The Moonlight Sonata soared. He played it with a romanticism and passion that even sent shivers through Diana’s soul. It filled the room, the house, a
nd their spirits, and promised them a magnificent tomorrow.
Twenty-seven
On the date of his recital in Philadelphia, Rolf Geiger arrived late morning by private limousine from New York. He and Diana had booked a suite at a hotel across Broad Street from the Kimmel Center. They spent an hour there while Geiger studied his scores again.
Toward four o’clock, he walked across the street to the modern concert hall and approached the stage door. Several fans were waiting. Rolf took time to speak to everyone in the line. He signed several dozen autographs.
“I hope you all realize there are no fireworks tonight, other than the music itself,” he told them. “No fooling around. This is a classical repertoire. Beethoven, Chopin and Tchaikovsky.”
“What about the encore?” a girl asked. “Smashing Pumpkins?”
“Probably more like ‘smashing cellos’ instead,” Geiger answered. “And anyway, how do I know I’ll be asked for an encore? I might stink out the joint.”
Everyone laughed.
“If you play an encore, what might it be?” asked another young man in line.
“I have no idea,” Geiger said with a wink. “I don’t even have an encore ready. But if I did, it might be Tchaikovsky. And of course,” he said, ‘by the time I’m ready to close the concert there will be moonlight, so maybe some sort of sonata would be nice.”
The crowd laughed.
“How about the first movement? Could I get away with that?” Geiger asked?
“Can we count on the first movement?” a girl asked.

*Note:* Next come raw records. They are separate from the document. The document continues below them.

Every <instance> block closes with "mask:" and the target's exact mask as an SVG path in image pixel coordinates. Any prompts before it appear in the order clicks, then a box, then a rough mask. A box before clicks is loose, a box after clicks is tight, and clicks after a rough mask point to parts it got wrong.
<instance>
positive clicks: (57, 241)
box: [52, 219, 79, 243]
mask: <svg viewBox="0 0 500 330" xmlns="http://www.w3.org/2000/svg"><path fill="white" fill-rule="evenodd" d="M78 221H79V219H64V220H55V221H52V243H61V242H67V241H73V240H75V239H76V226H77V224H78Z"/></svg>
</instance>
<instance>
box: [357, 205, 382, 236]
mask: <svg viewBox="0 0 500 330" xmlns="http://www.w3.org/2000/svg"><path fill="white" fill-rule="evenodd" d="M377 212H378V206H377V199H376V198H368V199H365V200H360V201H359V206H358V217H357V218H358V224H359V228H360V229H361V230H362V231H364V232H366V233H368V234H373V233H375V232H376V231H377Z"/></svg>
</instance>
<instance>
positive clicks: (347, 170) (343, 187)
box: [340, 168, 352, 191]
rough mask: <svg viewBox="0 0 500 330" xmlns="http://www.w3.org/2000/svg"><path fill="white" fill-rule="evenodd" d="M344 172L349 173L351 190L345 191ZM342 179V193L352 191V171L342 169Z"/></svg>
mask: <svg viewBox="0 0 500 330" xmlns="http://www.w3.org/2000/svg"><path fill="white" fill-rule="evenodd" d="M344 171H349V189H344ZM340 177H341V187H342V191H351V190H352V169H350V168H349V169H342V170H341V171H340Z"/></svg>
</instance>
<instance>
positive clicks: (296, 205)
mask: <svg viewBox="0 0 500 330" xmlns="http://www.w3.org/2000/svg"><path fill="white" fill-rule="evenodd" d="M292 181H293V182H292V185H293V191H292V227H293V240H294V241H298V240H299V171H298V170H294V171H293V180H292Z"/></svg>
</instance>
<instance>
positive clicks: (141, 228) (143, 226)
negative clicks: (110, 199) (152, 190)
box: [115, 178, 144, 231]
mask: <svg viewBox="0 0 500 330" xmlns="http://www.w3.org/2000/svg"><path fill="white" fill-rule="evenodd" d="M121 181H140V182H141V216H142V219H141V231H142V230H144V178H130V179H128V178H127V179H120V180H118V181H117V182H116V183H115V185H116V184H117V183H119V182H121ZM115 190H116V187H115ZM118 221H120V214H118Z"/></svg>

“No,” said Geiger. He glanced at the sign that gave the ticket price for general admission.
“You can’t count on anything. And, hey! For ten bucks, what do you want, a CD, too?
“Can we have one?” someone quipped.
Geiger found a pair in his jacket pocket and gave them away. The mood was airy. Geiger loved the excitement and anticipation which preceded a concert. He was further encouraged by the fact that so many people had come out to hear him play great music. It was great to be out here. He felt buoyant and realized he had been away too long. And by now, dozens of passersby and tourists had stopped to watch, joining those in line. Traffic stopped and two mounted policemen came to have a look. Diana rescued him.